I say: I liked this at the start, but the more I got to know Okonkwo, the less I liked him, and consequently this novel. He was a misogynistic bully that thought far too much of himself and his abilities, and it was a downright bore following him. The only redeeming factor of this book was the ending and the fact that I'll be discussing it for a long time to come.
I wasn't very impressed by Achebe's writing; it's all very commonplace. He kept using Nigerian words for things, which I don't particularly like, but there was a dictionary at the back of my edition and I learned the words after a while. There were a few witticisms scattered about, and I do like proverbs, so that was enjoyable.
The thing about this novel that took me by surprise is that the white man didn't arrive to the story until the last 50 pages. Everything up until then was Achebe describing village life and Okonkwo pretty much abusing anyone who crossed his path. The story did pick up a bit when the missionaries showed up, but it was all so very biased it just rubbed me the wrong way. Maybe it's because I had already checked out of the story by then, and just wanted it all to end -
which it did with a bang.
Now, that ending is a whole nother issues. It seems as though I was waiting for it, and then when it finally arrived I almost felt as if I'd missed it. It felt rushed and maladroit – almost as if Achebe himself grew bored with his creation and wanted to wash his hands off it.

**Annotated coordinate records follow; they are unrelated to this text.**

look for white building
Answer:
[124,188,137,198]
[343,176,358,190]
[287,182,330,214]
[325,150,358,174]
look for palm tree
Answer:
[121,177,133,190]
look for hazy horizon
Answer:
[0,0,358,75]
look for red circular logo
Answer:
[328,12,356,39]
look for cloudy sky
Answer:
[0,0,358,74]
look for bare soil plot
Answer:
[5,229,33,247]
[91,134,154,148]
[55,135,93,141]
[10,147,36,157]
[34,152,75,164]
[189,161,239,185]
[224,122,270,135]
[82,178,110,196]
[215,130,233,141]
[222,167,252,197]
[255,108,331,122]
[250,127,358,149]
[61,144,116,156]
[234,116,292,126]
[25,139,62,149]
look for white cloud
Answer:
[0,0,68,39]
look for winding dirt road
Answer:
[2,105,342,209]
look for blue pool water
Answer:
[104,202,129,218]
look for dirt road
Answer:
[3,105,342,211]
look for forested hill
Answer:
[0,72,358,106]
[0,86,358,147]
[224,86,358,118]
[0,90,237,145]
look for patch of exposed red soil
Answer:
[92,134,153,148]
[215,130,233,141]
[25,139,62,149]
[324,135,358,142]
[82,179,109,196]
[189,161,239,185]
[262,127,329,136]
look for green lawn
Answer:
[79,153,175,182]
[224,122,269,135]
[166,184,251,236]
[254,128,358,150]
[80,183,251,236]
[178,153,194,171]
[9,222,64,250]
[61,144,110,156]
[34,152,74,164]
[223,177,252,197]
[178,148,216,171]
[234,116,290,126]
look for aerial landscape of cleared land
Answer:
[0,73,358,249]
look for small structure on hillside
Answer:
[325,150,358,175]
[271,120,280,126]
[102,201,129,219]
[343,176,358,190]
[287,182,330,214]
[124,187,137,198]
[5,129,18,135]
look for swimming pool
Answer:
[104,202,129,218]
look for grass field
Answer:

But then I took some time to let it marinate, and it seemed to me somewhat just.
I had to think for quite a while how to grade this book because the story itself and the execution is a 2, but then the moral of the story is a 4. I'm glad that I read it (I think) and Achebe brings up a lot of issues for further discussion, but I'm still torn. We'll settle for a 3 for now and then I might change it later on.